J’ai également signé deux accords bilatéraux pour favoriser les projets de mécanismes de développement propre, l’un avec la Corée du Sud, l’autre avec le Gabon ; un troisième accord est en cours de négociations avec le Sénégal. Il s’agit de favoriser les investissements propres de nos entreprises dans les pays en développement, ce qui est essentiel, car la réussite de l’ensemble du dispositif passe par un développement durable dans ces pays.

J’ai également défendu le projet de la taxe carbone, annoncée par le Premier ministre le 13 novembre dernier. Cette taxe viserait les importations de produits industriels en provenance des pays qui refuseraient de s’engager sur l’après-2012. Elle a suscité, sachez-le, beaucoup d’intérêt de la part de nos partenaires.

Enfin, à la demande du Président de la République, j’ai annoncé l'organisation à Paris, en février prochain, d’une grande conférence internationale sur l’environnement.

Monsieur le député, le bilan de cette conférence est positif. Beaucoup reste encore à faire, mais la France est entièrement engagée dans ce combat essentiel pour le devenir de la planète. (Applaudissements sur divers bancs du groupe de l’Union pour un mouvement populaire.)

cohésion sociale

M. le président. La parole est à Mme Marie-Françoise Pérol-Dumont, pour le groupe socialiste.

Mme Marie-Françoise Pérol-Dumont. Ma question s’adresse à M. le ministre de l'emploi, du travail, de la cohésion sociale et des solidarités.

Au-delà des déclarations de bonnes intentions pour lesquelles ce gouvernement fait preuve d'un indéniable talent, force est de constater que la politique de cohésion sociale est devenue un véritable miroir aux alouettes, un affichage médiatique qui ne résiste pas à l'épreuve des faits.

Où est en effet la politique de cohésion sociale, quand les associations qui œuvrent dans nos quartiers et nos communes sont en butte aux pires difficultés, à la suite des coupes claires que vous leur avez infligées, leur laissant comme seul recours les collectivités locales ?

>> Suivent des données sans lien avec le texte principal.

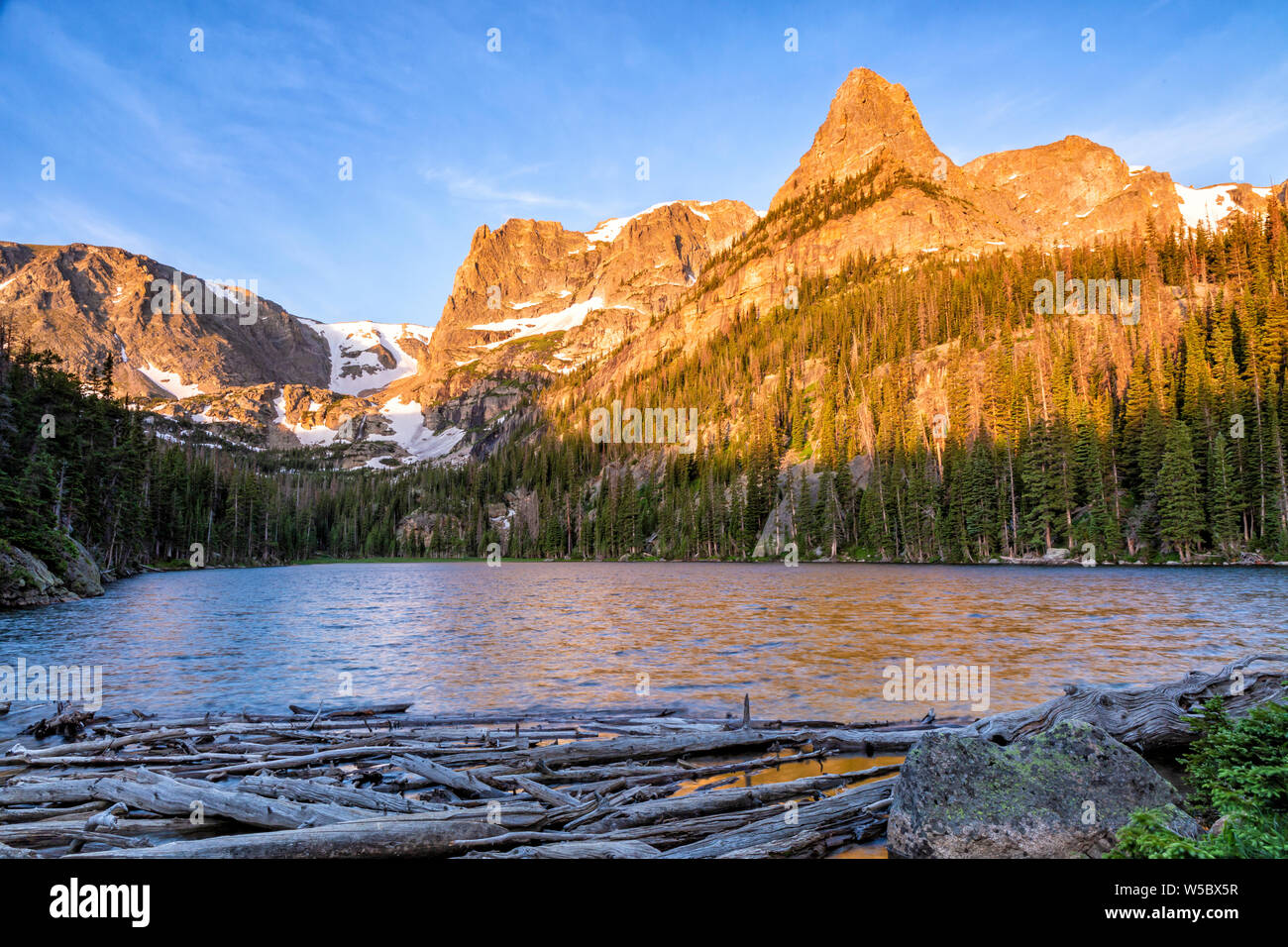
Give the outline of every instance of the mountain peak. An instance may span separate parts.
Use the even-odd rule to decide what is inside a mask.
[[[862,174],[877,160],[893,160],[930,177],[939,157],[947,162],[947,170],[952,162],[926,134],[908,90],[872,70],[857,68],[836,90],[814,143],[769,207],[773,210],[829,178],[840,182]]]

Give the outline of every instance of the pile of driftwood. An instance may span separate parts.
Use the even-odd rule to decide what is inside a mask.
[[[408,705],[158,720],[61,714],[61,734],[0,749],[0,857],[782,857],[885,834],[898,764],[823,772],[837,754],[896,752],[929,729],[1009,742],[1087,719],[1149,751],[1189,738],[1195,707],[1283,697],[1283,664],[1154,688],[1066,688],[984,720],[842,725],[617,710],[413,716]],[[1236,691],[1236,693],[1235,693]],[[28,742],[33,742],[28,740]],[[817,763],[819,774],[752,785]]]

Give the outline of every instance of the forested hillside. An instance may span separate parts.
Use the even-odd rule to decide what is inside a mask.
[[[618,392],[567,375],[464,466],[317,470],[304,451],[166,439],[164,419],[0,345],[0,539],[59,572],[316,555],[981,562],[1288,553],[1288,213],[1220,236],[804,278]],[[1056,272],[1141,281],[1139,322],[1034,312]],[[607,399],[697,407],[694,454],[599,445]],[[857,463],[854,459],[859,459]],[[809,474],[809,475],[804,475]],[[777,513],[775,513],[777,510]],[[790,512],[784,517],[783,512]],[[778,542],[762,545],[775,517]],[[761,548],[757,550],[757,541]],[[111,577],[111,572],[108,575]]]

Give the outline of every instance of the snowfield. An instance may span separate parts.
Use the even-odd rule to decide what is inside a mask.
[[[390,399],[380,410],[394,429],[394,441],[417,460],[434,460],[451,454],[452,448],[465,437],[460,428],[447,428],[435,434],[425,426],[420,403],[404,402],[402,396]],[[376,438],[371,438],[376,443]]]
[[[286,398],[278,396],[273,401],[273,407],[277,408],[277,417],[273,420],[279,428],[286,428],[300,439],[300,443],[305,447],[330,447],[335,443],[335,437],[339,432],[332,430],[325,424],[319,424],[314,428],[305,426],[303,424],[292,424],[286,420]]]
[[[515,339],[527,339],[535,335],[545,335],[546,332],[563,332],[569,329],[576,329],[586,317],[595,312],[595,309],[603,309],[604,300],[601,296],[592,296],[585,303],[573,303],[567,309],[560,309],[559,312],[551,312],[545,316],[533,316],[531,318],[511,318],[502,320],[501,322],[484,322],[479,326],[470,326],[470,329],[487,332],[514,332],[509,339],[502,339],[501,341],[489,341],[482,348],[495,349],[500,345],[505,345]]]
[[[1209,184],[1208,187],[1176,186],[1176,195],[1181,198],[1181,216],[1185,225],[1191,231],[1198,229],[1199,223],[1207,225],[1209,231],[1230,216],[1234,210],[1242,210],[1234,202],[1236,184]],[[1271,188],[1255,187],[1252,192],[1260,197],[1269,197]]]
[[[612,244],[621,236],[622,231],[626,228],[626,224],[629,224],[631,220],[641,218],[645,214],[652,214],[654,210],[659,210],[661,207],[670,207],[672,204],[684,205],[690,214],[696,214],[697,216],[701,216],[703,220],[711,219],[701,210],[698,210],[698,207],[705,207],[708,204],[711,204],[711,201],[662,201],[661,204],[654,204],[652,207],[641,210],[639,214],[635,214],[634,216],[614,216],[609,218],[608,220],[604,220],[604,223],[601,223],[599,227],[586,233],[586,240],[589,240],[591,244]]]
[[[146,366],[140,365],[135,367],[144,375],[147,375],[152,381],[161,385],[161,388],[165,389],[166,394],[170,394],[175,398],[194,398],[198,394],[205,394],[205,392],[201,390],[198,385],[183,384],[183,380],[179,378],[179,372],[176,371],[166,371],[165,368],[157,368],[155,365],[152,365],[152,362],[148,362]]]
[[[321,335],[331,348],[331,380],[327,387],[339,394],[362,394],[415,375],[419,363],[415,356],[398,344],[411,336],[422,343],[433,332],[425,326],[408,322],[316,322],[300,320]],[[381,347],[394,359],[386,368],[372,349]],[[349,371],[345,372],[345,368]]]

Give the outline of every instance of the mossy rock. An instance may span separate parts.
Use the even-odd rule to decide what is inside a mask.
[[[908,751],[889,844],[912,858],[1101,856],[1132,812],[1180,794],[1099,727],[1065,720],[1010,746],[927,733]],[[1176,830],[1197,834],[1177,810]]]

Où est la politique de cohésion sociale, quand les CAF se retirent des contrats petite enfance et autres dispositifs d'accompagnement, laissant les élus locaux seuls face aux plans de financement, alors que vous ne cessez de stigmatiser les hausses de la fiscalité locale ?

Où est la politique de cohésion sociale, quand l'État se désengage de la politique d'accès à l'emploi pour nos concitoyens les plus éloignés du marché du travail que sont les allocataires du RMI, laissant les départements assumer seuls les contrats d'avenir en faveur de ces publics ? En effet, vous avez, par une imposture magistrale, décidé de sortir du calcul de la compensation au titre de la TIPP, les RMIstes passant en contrat d'avenir et que, comble de l'absurde, vous annoncez parallèlement une bonification pour les départements qui ont les politiques d'insertion les plus offensives, alors qu'en réalité plus un département signe de contrats d'avenir plus la compensation de l’État diminue.

Monsieur le ministre, entendez-vous enfin cesser cette politique sociale en carton-pâte, dont c’est en réalité le contribuable local qui assume le coût, ou préférez-vous que les élus locaux, las de dénoncer vos impostures, décident purement et simplement de siffler la fin de cette partie de dupes en refusant, pour les départements par exemple, de signer dorénavant tout contrat d'avenir, ce qui aurait pour corollaire de fermer encore davantage les portes du retour à l'emploi pour nos concitoyens les plus fragilisés, que vos politiques laissent sur le bord de la route ? (Applaudissements sur plusieurs bancs du groupe socialiste.)

M. le président. La parole est à Mme la ministre déléguée à la cohésion sociale et à la parité.

Mme Catherine Vautrin, ministre déléguée à la cohésion sociale et à la parité. La caricature est bien loin de la réalité ! (Exclamations sur les bancs du groupe socialiste.) Je vais reprendre les chiffres que vous avez cités, car, à l’évidence, nous n’en faisons pas la même lecture. La cohésion sociale et la politique de la ville, toutes lignes budgétaires confondues, ne bénéficiaient que de 800 millions en 2002, contre 1,6 milliard aujourd’hui.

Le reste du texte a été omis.